Sessions usually started with a short introduction of the film, which emphasized that it was

important to understand the message and therapeutic topic of the film. Patients with all

diagnoses were allowed to view the films, except those with symptoms that might have led to

unacceptable behavior that day (e.g., agitation, excitation, severe elevation of mood, etc.)

The patients were instructed to watch the film closely and, if required, ask that

certain scenes be replayed for better understanding. A therapist attended each session and

took notes concerning reactions by the patients (e.g., laughing, crying, sleeping, clapping,

anger, etc.) to the scenes in the film. These notes then became a tool for the therapist to

elaborate during the group therapy sessions.

The group therapy sessions, which were moderated by psychiatrists, were held in

the afternoons. During each session, the participants were informed about the purpose of the

group therapy and the use of cinema in psychotherapy. A review then took place, with

specific attention to the subject of the film.
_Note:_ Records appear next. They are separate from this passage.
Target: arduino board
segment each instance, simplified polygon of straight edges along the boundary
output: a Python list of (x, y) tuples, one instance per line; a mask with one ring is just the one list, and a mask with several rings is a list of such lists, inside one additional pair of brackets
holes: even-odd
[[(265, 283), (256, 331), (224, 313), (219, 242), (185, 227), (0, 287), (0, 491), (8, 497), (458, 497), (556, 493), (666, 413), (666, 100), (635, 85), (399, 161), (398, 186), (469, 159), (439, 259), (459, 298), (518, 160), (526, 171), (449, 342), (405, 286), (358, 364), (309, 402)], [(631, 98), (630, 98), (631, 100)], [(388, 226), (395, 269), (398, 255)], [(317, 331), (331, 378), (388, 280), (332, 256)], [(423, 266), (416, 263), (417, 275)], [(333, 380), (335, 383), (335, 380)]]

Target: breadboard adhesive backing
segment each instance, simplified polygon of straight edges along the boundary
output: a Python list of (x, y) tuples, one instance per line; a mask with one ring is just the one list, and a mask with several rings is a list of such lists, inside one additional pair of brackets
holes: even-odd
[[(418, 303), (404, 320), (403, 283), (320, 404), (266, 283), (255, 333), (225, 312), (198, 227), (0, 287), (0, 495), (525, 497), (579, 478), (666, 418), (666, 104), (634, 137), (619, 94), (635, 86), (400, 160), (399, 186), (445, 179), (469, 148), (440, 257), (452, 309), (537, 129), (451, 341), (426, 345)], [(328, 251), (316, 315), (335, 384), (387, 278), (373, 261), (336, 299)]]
Because of the heterogeneous diagnoses and

conditions of the inpatients, a film usually evoked many associations, which resulted in a

wide variety of topics. Thus, the group decided on the topic or scene to be discussed. If

necessary, the film was paused at scenes that depicted different aspects of the chosen topic,

such as a psychiatric condition or a patient–therapist relationship, to encourage further

discussion. The patients were expected to comment on their thoughts and feelings about the

film and, if appropriate, the relationship of these thoughts and feelings to their real life. Titles

of the films used are listed in Table 1, and the topics of the group sessions are listed in Table

2

Below is a series of points that we believe to be positive aspects of this program.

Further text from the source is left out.